One of the key points for readers to consider and understand is the following:
It is an inaccurate belief that brain tissue can be “toughened up” in the same manner that muscle and bone tissue can be strengthened against physical stress and impact.
Our brain has the physical strength and consistency of refrigerated jello – think about what this means when someone is struck on the head hard enough to cause concussion symptoms. Helmets and other gear can provide a limited amount of protection, but they don’t stop the laws of physics from doing their work on brain tissue.
Focus on Long Term Consequences of Subconcussive Blows
So why all the focus on all these “regular” subconcussive hits on the head? Because we’re only beginning to understand the potential long term consequences to the brain of repeated hits that are common in some sports.
Research presented during the talk indicates that a cascade of damage starts in neuronal axons – the wires that connect brain cells together. As damage from cumulative hits grows, the axons begin breaking down, causing neuron death and a host of cognitive and emotional problems. It was confirmed that Dave Duerson was suffering from brain damage before he committed suicide last year, and it’s possible that Junior Seau also had brain trauma related to his football career.

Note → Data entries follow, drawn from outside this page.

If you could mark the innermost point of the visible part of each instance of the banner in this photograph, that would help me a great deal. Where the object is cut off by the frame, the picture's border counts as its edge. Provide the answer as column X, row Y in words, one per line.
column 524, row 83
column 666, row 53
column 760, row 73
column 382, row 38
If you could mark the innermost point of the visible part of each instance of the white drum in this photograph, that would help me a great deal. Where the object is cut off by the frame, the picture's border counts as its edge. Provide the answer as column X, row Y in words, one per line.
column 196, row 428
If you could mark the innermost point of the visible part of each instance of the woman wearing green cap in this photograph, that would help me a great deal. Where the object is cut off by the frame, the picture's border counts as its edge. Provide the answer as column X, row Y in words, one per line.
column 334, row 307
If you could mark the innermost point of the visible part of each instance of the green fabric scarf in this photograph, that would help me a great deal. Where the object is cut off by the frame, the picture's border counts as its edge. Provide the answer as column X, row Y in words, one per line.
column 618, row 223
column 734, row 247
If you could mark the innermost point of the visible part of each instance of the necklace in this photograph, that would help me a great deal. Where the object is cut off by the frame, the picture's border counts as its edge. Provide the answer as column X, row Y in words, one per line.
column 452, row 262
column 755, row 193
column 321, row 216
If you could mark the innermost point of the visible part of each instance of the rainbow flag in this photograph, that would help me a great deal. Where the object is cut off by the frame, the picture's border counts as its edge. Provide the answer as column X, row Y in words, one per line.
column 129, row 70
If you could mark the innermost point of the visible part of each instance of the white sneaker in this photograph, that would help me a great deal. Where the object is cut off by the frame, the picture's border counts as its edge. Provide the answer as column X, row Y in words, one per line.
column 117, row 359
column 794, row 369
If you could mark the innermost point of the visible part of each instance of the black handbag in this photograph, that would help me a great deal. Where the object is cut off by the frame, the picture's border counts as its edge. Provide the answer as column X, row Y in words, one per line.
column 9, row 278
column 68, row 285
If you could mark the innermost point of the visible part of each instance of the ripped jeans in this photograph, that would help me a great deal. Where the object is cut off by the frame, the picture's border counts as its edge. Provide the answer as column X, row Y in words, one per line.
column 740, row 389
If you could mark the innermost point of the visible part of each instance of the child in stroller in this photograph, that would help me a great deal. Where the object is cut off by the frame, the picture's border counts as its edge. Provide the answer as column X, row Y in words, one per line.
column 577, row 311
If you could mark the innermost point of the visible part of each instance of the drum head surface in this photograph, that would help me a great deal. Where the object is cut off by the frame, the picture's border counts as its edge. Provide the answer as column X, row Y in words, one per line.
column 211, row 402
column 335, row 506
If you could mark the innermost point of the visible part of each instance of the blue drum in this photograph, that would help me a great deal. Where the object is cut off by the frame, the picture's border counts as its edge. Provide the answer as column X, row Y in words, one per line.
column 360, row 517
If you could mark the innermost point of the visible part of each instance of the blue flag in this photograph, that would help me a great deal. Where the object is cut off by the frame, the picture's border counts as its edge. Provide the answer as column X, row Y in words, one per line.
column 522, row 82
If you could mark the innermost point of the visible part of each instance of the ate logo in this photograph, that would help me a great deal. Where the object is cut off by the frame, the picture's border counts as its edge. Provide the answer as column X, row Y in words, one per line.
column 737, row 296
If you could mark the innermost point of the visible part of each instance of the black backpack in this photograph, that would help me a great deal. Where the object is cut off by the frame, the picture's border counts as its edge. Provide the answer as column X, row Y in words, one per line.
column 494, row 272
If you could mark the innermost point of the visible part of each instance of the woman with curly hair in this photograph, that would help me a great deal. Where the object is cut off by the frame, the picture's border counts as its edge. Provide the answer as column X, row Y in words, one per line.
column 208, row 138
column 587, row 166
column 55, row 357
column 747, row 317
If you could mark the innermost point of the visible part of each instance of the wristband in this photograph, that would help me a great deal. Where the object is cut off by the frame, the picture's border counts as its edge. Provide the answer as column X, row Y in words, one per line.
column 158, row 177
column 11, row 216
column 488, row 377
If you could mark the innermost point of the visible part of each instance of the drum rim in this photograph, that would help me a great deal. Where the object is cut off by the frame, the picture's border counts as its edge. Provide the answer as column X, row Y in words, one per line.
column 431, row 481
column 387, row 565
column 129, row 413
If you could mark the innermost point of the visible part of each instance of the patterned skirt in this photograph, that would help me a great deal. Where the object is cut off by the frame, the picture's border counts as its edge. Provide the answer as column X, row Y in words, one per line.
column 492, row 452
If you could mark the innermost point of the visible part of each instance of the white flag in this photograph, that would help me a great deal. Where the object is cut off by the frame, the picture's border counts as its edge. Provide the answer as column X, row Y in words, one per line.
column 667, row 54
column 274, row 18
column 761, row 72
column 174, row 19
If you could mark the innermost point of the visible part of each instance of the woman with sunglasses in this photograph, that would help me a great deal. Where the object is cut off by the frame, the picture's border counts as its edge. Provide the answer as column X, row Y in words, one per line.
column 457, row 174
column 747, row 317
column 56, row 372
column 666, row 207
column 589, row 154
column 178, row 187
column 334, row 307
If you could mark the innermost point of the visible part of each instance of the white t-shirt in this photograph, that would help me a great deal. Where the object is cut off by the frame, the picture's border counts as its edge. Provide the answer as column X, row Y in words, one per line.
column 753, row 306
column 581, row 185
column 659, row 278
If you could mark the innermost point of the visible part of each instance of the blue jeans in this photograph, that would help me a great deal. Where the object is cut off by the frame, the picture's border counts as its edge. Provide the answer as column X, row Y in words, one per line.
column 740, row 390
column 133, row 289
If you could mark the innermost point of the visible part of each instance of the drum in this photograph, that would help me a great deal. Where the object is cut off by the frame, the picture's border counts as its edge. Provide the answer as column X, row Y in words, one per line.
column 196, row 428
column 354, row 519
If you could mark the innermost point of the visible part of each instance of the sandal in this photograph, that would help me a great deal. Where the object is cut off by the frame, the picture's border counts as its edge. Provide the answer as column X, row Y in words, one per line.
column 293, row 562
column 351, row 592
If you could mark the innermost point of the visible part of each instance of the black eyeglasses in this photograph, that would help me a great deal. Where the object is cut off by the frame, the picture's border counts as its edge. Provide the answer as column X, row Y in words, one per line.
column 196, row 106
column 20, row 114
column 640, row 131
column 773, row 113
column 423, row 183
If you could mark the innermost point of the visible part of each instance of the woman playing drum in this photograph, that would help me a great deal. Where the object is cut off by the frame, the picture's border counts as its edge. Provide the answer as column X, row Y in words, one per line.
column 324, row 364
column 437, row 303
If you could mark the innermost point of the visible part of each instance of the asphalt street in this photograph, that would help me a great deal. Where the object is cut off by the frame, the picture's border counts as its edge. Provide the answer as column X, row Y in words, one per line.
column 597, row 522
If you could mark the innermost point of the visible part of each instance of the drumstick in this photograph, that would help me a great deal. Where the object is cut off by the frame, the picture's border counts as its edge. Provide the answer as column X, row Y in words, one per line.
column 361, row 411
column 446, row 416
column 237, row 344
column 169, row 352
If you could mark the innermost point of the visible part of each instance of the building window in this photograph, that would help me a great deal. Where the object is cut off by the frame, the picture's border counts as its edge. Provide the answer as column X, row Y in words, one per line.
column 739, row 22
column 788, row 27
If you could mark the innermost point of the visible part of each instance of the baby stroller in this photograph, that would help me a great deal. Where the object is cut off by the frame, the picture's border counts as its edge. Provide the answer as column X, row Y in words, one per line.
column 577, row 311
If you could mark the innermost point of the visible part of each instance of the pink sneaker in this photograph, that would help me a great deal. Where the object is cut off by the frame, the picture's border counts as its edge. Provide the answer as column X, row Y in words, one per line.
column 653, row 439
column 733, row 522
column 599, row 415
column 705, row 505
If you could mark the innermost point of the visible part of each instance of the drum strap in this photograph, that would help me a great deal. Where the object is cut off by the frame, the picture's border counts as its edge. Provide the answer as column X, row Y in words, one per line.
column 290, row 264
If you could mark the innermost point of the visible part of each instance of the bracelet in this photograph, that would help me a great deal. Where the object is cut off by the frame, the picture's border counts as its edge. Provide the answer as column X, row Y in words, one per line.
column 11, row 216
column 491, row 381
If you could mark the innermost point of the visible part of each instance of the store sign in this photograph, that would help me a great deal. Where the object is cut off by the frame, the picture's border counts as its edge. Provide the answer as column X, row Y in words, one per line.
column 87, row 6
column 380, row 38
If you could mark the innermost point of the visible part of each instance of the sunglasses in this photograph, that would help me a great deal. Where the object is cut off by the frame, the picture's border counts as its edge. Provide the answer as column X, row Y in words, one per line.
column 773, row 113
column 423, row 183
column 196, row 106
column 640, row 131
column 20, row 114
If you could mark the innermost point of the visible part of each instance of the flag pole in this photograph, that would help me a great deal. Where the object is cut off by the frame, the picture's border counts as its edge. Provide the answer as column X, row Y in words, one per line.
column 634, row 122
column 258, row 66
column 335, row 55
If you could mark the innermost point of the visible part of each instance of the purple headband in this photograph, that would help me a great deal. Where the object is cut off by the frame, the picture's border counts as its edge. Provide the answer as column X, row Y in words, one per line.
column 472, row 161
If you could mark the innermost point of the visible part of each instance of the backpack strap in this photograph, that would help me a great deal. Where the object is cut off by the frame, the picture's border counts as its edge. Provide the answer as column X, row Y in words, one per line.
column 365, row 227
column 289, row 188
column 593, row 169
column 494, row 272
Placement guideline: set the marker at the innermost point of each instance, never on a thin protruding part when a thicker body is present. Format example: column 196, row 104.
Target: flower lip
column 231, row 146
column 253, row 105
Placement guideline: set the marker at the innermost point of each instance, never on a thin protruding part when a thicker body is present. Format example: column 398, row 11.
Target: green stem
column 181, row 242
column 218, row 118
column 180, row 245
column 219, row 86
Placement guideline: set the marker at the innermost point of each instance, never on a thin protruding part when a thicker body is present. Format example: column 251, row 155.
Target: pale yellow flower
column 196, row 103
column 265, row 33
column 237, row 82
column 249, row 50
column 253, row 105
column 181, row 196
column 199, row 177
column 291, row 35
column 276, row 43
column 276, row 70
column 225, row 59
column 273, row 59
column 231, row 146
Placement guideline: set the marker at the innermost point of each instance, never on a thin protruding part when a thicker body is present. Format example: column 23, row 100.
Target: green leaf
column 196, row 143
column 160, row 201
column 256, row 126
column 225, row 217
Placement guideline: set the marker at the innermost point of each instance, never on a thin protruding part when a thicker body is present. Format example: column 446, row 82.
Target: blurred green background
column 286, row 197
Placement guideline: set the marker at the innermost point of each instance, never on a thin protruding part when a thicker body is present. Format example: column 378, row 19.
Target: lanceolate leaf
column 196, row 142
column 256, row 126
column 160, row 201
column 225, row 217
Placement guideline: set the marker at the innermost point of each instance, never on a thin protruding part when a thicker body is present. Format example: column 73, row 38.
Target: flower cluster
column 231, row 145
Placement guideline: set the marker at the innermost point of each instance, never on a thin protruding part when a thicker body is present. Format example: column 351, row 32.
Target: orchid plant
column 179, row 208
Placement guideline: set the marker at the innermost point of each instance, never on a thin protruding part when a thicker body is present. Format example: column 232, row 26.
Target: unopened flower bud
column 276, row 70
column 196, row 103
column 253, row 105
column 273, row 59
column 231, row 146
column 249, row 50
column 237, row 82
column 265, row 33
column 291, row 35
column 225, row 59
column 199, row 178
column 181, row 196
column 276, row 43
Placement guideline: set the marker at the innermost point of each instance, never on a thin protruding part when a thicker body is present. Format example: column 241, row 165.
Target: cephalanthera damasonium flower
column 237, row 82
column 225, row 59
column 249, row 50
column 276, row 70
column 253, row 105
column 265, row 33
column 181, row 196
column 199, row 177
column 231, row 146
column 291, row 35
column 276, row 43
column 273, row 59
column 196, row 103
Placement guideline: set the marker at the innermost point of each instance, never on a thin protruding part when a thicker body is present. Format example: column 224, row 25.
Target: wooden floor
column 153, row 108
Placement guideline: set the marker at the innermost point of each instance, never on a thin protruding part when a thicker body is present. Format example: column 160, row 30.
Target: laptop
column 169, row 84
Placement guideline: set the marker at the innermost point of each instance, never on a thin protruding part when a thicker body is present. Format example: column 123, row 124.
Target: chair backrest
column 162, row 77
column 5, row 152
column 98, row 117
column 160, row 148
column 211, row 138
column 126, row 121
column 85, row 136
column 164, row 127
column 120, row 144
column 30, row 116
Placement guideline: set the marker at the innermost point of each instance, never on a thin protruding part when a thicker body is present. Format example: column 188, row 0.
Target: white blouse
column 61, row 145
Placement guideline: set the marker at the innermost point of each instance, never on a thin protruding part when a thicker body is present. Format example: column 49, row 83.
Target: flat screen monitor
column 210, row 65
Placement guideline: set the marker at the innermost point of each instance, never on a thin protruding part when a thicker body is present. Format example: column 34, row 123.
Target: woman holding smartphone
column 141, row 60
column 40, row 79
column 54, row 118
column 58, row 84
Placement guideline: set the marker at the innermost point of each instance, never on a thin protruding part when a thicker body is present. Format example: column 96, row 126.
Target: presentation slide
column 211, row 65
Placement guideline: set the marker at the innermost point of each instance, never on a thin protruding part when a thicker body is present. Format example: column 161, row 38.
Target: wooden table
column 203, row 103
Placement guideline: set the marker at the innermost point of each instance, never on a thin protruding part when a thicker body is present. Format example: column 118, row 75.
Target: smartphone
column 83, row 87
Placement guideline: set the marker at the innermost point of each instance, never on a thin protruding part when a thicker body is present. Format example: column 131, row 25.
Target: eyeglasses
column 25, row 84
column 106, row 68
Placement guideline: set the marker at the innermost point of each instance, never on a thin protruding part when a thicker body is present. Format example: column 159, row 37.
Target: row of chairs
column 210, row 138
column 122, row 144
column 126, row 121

I believe we will eventually find that personal genetics plays an important role in how people respond to “minor” brain injuries. It could be that the toughest 250lb football lineman on the field will also have the most vulnerable brain when it comes to head injuries.
Longer term, the possibility of screening for “concussion resistant” brain genome profiles in applicants and recruits. In addition to the military, I can see how school and professional sports teams would find this capability useful. However, we’re still probably many years away from having a practical screening application on this.